25/06/2025
Creating glossaries for MT and AI: why less is sometimes more
Anyone who uses machine translation (MT) or AI systems for translation is familiar with this problem: AI sometimes translates “Bolzen” as “bolt”, sometimes as “stud” – depending on the day of the week. This results in a lot of post-editing being required, which quickly eats up the cost savings of AI. Glossaries have proven to be a tried-and-tested tool for minimising these errors. In our projects, we have reduced terminology corrections by more than half by integrating a glossary. This may lead people to assume that the more terminology you specify, the greater the benefit, but that is not true. An overcrowded glossary may even lead to more errors. The sheer volume overwhelms the system and, in the end, individual terms overshadow the desired end result. As is so often the case, the familiar principle also applies to glossaries: less is sometimes more.

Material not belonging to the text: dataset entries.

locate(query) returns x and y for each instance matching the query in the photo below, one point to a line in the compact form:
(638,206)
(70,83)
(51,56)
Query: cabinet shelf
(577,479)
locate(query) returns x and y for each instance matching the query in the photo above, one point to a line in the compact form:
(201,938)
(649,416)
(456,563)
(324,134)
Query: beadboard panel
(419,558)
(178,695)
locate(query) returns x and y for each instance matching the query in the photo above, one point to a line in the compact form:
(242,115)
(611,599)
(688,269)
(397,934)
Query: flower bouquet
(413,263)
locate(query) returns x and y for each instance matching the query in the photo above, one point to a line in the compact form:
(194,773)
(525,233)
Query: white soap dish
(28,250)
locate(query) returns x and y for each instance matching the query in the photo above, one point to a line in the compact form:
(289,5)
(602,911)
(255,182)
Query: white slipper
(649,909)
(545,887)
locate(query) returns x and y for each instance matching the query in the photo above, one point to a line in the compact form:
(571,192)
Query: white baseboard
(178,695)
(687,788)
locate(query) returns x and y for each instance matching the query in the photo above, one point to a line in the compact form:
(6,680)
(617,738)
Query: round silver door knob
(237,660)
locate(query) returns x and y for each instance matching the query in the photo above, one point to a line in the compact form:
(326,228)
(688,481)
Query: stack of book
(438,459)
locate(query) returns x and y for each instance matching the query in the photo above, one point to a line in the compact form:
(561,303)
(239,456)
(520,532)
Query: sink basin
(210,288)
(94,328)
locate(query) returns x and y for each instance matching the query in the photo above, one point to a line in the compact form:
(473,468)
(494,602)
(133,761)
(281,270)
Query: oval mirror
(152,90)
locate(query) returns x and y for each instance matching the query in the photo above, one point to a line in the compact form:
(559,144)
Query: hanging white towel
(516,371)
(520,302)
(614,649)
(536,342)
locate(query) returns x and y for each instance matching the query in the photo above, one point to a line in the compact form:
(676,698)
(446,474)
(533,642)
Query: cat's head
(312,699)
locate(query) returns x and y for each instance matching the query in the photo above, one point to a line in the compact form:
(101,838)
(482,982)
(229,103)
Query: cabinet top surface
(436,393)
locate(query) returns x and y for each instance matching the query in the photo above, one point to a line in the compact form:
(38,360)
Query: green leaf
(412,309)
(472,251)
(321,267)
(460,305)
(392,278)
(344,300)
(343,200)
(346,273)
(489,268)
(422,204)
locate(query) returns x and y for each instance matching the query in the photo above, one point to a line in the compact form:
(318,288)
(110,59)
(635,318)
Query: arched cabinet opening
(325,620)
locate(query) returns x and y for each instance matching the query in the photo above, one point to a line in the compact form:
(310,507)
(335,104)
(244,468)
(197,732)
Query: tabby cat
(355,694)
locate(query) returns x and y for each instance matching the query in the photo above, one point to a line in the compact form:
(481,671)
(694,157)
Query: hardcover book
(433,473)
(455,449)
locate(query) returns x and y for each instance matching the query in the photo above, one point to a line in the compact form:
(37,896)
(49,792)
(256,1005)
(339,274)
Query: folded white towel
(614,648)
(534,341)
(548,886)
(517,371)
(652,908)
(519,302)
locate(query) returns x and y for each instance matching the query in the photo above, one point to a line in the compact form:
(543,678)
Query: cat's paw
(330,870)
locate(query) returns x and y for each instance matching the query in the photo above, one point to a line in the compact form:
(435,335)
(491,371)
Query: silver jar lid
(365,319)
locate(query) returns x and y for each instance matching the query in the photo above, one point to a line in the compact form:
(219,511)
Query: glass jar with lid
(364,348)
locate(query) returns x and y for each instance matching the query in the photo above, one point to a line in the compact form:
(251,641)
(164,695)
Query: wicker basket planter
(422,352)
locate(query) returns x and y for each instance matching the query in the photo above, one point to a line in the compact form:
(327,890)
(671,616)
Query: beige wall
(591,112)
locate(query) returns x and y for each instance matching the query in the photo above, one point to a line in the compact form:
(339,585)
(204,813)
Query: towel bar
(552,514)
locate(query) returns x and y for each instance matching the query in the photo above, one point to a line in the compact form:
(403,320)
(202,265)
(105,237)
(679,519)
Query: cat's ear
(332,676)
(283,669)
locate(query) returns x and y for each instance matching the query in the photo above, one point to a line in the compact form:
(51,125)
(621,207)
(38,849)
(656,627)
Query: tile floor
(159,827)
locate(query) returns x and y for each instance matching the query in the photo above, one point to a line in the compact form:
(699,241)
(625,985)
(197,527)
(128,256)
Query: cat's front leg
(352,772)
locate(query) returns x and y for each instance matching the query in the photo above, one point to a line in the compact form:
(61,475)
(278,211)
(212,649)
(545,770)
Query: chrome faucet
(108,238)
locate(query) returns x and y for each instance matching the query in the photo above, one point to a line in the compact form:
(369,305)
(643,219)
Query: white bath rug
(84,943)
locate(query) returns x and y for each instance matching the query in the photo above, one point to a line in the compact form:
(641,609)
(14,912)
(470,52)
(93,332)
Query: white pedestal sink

Why glossaries are indispensable
Glossaries are a real game changer in helping to increase quality and decrease the work required later down the line. Our analyses from post-editing projects show that terminology changes account for between 14 and 45 per cent of all corrections. Therefore, they account for considerable time and costs.
The great advantage of glossaries is that your desired terminology is integrated into generic systems – i.e. into MT and AI systems that have never worked with your company-specific data before. This makes glossaries the perfect middle ground between complex AI training and time-consuming post-editing.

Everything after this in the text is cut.